I am trying to reduce the size of my RMarkdown html report and more importantly, make them faster to open. The html report consists of a large number of R Plotly plots with each plot containing a large number of data points (1000+). Considering that R Plotly stores all of the raw data for each plot within the html file, I believed a good option to reduce the file size was to round the decimal places in the data. However, I found that even though the input data was rounded, R Plotly still maintains a large number of decimals places in the html file. Consequently the file size is not reduced if data is rounded.
See below for 2 cases, the base containing raw data, and the rounding case containing rounded data.
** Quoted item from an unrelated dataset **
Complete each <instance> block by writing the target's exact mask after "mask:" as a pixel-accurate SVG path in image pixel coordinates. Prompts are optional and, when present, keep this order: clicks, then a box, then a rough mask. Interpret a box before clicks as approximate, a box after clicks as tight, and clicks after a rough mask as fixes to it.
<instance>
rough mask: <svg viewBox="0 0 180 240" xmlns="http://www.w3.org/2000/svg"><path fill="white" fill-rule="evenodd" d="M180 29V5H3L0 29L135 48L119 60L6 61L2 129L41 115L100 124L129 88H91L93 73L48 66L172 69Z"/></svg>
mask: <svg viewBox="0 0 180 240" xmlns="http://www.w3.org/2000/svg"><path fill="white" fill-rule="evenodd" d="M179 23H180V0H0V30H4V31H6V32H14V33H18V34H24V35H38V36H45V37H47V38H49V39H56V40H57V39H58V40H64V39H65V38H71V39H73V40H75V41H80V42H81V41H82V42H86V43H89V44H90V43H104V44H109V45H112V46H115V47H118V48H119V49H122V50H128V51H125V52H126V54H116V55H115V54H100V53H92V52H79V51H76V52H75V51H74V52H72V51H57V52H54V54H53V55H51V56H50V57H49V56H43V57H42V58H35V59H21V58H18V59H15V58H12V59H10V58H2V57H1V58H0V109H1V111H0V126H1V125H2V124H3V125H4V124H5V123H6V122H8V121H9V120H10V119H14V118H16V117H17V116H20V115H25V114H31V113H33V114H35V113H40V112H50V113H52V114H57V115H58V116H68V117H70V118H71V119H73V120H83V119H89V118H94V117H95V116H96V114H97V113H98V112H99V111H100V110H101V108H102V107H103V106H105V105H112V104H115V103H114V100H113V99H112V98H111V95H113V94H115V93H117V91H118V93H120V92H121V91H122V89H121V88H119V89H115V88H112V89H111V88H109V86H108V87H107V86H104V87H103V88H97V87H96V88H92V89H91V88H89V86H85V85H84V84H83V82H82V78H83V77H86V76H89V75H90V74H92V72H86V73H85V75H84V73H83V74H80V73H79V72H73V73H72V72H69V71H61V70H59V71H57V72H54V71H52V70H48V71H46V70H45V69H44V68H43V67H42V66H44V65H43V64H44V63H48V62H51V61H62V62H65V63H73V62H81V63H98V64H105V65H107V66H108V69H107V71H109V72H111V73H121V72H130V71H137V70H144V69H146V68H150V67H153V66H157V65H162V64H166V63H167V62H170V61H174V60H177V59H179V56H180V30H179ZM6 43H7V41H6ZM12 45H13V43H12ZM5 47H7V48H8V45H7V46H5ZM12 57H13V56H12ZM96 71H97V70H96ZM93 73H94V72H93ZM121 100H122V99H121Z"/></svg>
The file size is the same for both cases.
Base Case HTML
RawData <- data.frame(Date = seq(as.Date("2024/1/1"), by = "month", length.out = 12),
PreciseValue = c(0.1516270, 0.3542629, 0.8339342, 0.5796813, 0.3933472, 0.2937137, 0.1779205, 0.4285533, 0.6841885, 0.3399411,0.99476560, 0.42941527))
RawData$RoundValue <- round(RawData$PreciseValue,2)
fig <- plot_ly(RawData, type = 'scatter', mode = 'lines')%>%
add_trace(x = ~Date, y = ~PreciseValue, name = 'PreciseValue')
saveWidget(fig, "plotly_base.html", selfcontained = TRUE)
The html file size is 3780kb. If I open the html file and look at the underlying R Plotly data, the stored y data is:
"y":[0.15162704353000001,0.35426295622999998,0.83393426323999997,0.57968136341999998,0.39334726234,0.29371352347000002,0.17792423404999999,0.44352285533000002,0.68418423485000002,0.36623994110000002,0.99476432455999997,0.42941523452699998]
Notice that there are more decimals places than in the original data.
Rounding Values Case
RawData$RoundValue <- round(RawData$PreciseValue,2)
fig <- plot_ly(RawData, type = 'scatter', mode = 'lines')%>%
add_trace(x = ~Date, y = ~RoundValue, name = 'RoundValue')
saveWidget(fig, "plotly_round.html", selfcontained = TRUE)
The html file size for the round case is also 3780kb. The underlying data for this case is
"y":[0.14999999999999999,0.34999999999999998,0.82999999999999996,0.57999999999999996,0.39000000000000001,0.28999999999999998,0.17999999999999999,0.44,0.68000000000000005,0.37,0.98999999999999999,0.42999999999999999]
The stored y data should be something like
"y":[0.15, 0.35, 0.83, 0.58, 0.39, 0.29, 0.18, 0.44, 0.68, 0.37, 0.99, 0.43]
Does anyone know how to configure R Plotly to only store the configured number of decimal places in html output?
plotly
uses htmlwidgets
methods to save its data. Part of that is that the object being plotted contains a function to save its data as JSON. The function used in your example is
> attr(fig$x, "TOJSON_FUNC")
function (x, ...)
{
jsonlite::toJSON(x, digits = 50, auto_unbox = TRUE, force = TRUE,
null = "null", na = "null", time_format = "%Y-%m-%d %H:%M:%OS6",
...)
}
<bytecode: 0x12084ae50>
<environment: namespace:plotly>
You can replace that with a different function, e.g. one that looks just the same, but only tries to save 2 significant digits instead of 50 significant digits:
attr(fig$x, "TOJSON_FUNC") <- function (x, ...)
{
jsonlite::toJSON(x, digits = 2, auto_unbox = TRUE, force = TRUE,
null = "null", na = "null", time_format = "%Y-%m-%d %H:%M:%OS6",
...)
}
saveWidget(fig, "plotly_base.html", selfcontained = TRUE)
When I do that, it saves the data with just 2 decimal places.
This doesn't make a huge difference to the file size since most of it is the plotly
Javascript code, but on a larger dataset (maybe your real one) it should help a bit.